Abstract

This account of northern social scientists, historians, and machine-tool and astronomical instrument makers carries forward the author's construction of an intellectual profile of the North of England in previous articles. Principally by analysing entries in relevant biographical dictionaries, the author has demonstrated that northerners of distinction have been disproportionately numerous among 'men of science' in general and machine-tool engineers and astronomical instrument makers in particular, and — at least since the eighteenth century — among musicians and historians. Astronomical instrument makers and machine-tool engineers were above all exact men; so were the 'new' (scientific) historians like Stubbs and Mandell Creighton who followed the research methods of Leopold von Ranke; while the musicians produced in symphonies and oratorios exactly dovetailed, multi-layered structures of sound.
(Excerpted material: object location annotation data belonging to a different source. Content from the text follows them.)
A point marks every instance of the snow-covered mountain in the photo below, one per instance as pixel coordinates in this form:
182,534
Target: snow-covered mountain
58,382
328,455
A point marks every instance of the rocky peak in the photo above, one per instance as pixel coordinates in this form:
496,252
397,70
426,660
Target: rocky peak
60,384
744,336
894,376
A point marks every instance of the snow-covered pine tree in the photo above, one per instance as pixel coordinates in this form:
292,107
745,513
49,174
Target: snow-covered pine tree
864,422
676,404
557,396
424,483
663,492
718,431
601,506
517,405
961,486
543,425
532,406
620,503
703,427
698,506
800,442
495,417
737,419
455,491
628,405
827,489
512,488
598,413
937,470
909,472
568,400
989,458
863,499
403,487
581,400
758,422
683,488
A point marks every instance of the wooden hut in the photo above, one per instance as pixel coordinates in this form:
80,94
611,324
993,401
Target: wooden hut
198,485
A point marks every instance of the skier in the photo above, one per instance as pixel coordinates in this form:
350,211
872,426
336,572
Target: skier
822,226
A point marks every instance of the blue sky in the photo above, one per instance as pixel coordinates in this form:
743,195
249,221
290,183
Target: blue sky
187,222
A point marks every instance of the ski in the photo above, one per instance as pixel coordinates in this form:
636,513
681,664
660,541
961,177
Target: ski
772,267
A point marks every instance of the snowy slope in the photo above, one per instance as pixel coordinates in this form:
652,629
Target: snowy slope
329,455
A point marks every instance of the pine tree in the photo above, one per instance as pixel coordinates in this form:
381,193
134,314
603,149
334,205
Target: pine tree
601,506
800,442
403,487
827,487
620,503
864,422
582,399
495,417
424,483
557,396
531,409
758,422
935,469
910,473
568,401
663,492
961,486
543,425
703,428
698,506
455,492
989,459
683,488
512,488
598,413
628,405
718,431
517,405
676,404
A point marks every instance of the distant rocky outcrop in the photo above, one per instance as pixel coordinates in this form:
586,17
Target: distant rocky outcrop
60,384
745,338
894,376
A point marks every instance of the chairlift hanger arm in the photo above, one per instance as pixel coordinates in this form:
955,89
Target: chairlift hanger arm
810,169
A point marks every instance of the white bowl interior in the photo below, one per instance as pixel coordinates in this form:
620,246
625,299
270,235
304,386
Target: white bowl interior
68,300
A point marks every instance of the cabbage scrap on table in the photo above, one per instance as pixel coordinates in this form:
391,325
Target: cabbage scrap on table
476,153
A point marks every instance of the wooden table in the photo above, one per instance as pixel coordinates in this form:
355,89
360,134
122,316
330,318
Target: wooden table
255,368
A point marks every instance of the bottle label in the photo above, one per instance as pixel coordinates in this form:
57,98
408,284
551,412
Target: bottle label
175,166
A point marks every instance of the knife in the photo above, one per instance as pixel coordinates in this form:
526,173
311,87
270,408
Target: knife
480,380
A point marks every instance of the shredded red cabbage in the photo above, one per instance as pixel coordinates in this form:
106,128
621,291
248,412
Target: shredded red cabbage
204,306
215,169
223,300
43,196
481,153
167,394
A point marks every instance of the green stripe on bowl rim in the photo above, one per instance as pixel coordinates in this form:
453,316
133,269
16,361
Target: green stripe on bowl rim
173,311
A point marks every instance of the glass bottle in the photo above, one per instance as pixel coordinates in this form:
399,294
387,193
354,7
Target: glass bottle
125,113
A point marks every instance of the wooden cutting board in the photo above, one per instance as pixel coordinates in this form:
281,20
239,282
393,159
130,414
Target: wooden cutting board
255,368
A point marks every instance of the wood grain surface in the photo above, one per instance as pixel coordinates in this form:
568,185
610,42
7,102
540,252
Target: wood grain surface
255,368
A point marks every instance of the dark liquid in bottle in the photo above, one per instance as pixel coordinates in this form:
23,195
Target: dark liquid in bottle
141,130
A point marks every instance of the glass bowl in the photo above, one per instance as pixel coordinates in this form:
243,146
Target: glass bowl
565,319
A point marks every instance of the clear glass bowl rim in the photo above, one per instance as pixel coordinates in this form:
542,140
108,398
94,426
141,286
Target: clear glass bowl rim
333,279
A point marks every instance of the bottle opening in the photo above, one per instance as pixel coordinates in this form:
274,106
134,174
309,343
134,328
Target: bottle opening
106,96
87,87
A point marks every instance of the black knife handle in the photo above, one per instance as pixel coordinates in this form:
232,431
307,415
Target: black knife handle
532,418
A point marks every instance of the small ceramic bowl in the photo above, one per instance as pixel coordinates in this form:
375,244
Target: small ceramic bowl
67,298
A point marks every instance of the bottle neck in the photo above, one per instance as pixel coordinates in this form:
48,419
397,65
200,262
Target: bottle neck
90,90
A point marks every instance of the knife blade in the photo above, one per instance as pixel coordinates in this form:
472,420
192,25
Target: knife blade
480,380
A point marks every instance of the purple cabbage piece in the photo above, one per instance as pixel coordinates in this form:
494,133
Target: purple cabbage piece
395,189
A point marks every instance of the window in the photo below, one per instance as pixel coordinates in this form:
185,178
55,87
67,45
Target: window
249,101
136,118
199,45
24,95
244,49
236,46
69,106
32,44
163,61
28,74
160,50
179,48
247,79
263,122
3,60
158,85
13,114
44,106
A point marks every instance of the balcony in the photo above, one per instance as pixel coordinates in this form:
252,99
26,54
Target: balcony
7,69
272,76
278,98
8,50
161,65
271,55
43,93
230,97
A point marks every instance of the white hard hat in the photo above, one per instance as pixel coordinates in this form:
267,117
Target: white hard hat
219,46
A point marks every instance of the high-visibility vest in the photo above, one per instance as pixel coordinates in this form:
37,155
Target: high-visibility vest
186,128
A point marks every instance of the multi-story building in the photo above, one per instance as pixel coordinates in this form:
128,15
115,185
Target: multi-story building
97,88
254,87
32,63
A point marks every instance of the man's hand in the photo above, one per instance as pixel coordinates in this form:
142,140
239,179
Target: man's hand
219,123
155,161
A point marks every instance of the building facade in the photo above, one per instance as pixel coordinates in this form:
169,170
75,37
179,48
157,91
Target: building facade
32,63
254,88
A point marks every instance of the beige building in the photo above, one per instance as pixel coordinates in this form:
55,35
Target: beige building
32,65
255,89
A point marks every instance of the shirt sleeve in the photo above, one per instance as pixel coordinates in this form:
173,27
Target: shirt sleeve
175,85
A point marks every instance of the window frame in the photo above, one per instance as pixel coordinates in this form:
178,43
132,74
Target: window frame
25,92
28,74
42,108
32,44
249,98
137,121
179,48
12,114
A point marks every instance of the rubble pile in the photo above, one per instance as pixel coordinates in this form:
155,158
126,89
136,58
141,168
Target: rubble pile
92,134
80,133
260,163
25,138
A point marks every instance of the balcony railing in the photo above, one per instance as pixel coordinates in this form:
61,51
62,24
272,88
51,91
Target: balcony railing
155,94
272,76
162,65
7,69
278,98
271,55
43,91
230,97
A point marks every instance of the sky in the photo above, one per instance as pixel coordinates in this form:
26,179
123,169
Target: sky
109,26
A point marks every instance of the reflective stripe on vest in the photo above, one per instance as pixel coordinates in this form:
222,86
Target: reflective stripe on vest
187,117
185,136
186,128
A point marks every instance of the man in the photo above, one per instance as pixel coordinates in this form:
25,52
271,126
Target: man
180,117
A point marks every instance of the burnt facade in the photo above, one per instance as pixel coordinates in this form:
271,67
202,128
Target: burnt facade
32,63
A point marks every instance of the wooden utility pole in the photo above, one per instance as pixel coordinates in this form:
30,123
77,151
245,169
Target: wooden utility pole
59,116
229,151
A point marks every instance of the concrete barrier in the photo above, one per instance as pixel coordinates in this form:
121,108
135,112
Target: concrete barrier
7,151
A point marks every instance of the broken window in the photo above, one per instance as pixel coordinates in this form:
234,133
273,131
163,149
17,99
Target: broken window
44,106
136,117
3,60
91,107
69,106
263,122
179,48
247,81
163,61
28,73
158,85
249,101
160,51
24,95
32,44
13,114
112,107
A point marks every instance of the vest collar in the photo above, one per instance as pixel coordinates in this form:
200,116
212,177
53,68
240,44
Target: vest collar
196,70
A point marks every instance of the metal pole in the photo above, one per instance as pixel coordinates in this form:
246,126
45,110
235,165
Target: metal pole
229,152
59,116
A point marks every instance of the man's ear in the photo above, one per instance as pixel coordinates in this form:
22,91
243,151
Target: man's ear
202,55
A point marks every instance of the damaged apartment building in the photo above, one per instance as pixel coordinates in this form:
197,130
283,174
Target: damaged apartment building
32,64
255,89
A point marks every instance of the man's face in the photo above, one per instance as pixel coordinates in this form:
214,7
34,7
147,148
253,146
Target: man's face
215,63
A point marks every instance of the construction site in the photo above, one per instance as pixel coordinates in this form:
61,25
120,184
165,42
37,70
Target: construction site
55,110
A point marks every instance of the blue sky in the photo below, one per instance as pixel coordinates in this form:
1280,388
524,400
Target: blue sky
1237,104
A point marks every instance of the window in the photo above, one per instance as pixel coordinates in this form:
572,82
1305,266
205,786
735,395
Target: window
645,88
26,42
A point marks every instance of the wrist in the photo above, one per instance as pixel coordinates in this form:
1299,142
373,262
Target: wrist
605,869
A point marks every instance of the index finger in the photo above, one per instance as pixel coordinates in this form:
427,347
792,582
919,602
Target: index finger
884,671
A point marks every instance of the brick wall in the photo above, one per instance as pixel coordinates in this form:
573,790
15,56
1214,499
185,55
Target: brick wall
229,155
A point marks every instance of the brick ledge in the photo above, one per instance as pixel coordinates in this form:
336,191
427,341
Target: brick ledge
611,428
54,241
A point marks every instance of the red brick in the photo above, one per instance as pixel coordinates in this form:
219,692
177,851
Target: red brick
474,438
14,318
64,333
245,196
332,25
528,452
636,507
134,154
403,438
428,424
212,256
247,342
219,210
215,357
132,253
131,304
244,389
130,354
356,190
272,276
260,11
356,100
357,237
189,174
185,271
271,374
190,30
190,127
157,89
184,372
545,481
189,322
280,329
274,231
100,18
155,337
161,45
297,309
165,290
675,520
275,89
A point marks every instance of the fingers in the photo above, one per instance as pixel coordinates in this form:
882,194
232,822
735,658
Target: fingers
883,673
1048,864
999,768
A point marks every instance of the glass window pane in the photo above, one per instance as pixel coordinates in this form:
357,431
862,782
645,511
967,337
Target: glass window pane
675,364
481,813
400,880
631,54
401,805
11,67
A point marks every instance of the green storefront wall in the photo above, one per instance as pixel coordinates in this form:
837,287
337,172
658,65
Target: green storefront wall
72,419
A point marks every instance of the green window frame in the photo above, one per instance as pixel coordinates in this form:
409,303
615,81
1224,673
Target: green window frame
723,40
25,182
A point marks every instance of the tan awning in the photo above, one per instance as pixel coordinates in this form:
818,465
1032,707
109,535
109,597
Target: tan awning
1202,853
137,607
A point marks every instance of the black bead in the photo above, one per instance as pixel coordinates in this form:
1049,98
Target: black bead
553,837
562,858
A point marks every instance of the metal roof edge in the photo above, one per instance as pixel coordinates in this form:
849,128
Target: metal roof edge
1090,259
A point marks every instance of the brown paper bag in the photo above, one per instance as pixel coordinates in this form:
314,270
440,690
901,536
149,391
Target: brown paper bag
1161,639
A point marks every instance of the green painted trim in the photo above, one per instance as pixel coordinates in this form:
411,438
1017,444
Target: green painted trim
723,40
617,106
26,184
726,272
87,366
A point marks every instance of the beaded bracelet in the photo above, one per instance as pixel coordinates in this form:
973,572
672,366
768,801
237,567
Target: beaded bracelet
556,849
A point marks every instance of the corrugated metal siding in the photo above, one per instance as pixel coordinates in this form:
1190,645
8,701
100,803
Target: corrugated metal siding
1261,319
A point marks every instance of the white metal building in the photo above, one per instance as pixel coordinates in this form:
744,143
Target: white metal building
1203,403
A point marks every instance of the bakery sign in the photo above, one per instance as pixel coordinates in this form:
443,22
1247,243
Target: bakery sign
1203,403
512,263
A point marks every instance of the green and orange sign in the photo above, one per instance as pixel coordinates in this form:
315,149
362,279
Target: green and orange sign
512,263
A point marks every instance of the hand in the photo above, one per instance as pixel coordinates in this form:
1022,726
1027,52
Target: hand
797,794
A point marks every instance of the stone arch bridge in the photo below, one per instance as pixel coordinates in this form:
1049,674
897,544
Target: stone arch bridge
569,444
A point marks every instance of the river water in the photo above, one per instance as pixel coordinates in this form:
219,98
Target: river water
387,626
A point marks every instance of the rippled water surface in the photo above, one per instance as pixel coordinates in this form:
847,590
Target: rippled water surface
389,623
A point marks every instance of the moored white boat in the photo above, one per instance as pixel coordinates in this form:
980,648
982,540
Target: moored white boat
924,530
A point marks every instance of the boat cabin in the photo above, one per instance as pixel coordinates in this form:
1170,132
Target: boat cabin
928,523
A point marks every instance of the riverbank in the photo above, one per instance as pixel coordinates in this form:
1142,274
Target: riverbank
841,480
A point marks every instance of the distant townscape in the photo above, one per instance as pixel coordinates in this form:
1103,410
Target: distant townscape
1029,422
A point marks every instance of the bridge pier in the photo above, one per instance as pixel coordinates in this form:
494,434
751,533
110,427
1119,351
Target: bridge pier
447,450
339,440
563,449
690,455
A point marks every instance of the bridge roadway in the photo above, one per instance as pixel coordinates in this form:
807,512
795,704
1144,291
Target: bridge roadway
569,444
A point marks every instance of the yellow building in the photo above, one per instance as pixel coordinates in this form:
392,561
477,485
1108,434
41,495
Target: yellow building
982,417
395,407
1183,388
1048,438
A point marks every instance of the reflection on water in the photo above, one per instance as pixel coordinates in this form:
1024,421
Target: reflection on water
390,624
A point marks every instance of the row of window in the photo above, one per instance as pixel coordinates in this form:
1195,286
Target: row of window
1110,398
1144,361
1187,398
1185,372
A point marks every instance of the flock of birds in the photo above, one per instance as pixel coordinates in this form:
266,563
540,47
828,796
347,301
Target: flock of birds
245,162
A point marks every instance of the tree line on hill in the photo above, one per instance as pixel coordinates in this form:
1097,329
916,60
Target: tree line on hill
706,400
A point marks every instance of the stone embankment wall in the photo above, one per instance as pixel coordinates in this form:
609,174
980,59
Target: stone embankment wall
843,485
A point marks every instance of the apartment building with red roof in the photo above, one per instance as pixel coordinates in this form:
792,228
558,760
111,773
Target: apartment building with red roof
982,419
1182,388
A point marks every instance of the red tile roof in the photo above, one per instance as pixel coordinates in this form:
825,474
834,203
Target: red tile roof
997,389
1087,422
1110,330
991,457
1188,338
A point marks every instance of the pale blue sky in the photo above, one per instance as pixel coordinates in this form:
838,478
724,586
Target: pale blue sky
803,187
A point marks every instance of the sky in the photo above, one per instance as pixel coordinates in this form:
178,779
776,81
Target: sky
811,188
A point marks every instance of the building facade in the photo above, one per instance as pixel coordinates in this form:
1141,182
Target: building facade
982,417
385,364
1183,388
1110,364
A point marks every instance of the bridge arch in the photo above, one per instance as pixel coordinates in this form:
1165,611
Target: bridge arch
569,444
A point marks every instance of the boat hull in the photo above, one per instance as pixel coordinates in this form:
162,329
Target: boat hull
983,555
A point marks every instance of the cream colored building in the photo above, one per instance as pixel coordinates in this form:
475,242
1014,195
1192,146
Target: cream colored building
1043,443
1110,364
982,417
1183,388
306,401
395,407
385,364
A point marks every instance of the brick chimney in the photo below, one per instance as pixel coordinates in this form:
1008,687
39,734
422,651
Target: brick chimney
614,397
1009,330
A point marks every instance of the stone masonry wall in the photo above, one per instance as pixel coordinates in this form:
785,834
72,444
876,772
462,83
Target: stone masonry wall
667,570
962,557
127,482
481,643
A distinction is drawn between two forms of exactness: one of 'correspondence', the other of 'coherence'. The contrasted social contexts in which they are likely to arise are discussed. Musicians and historians (whose exactness lay in 'coherence') were big-city men; astronomical and mathematical instrument makers were more likely to have come down from the hills. The final result: the North was strongly represented in the front ranks of the nation's historians, mechanical engineers, and musicians; with only weak representation in the foremost ranks of social scientists and imaginative writers.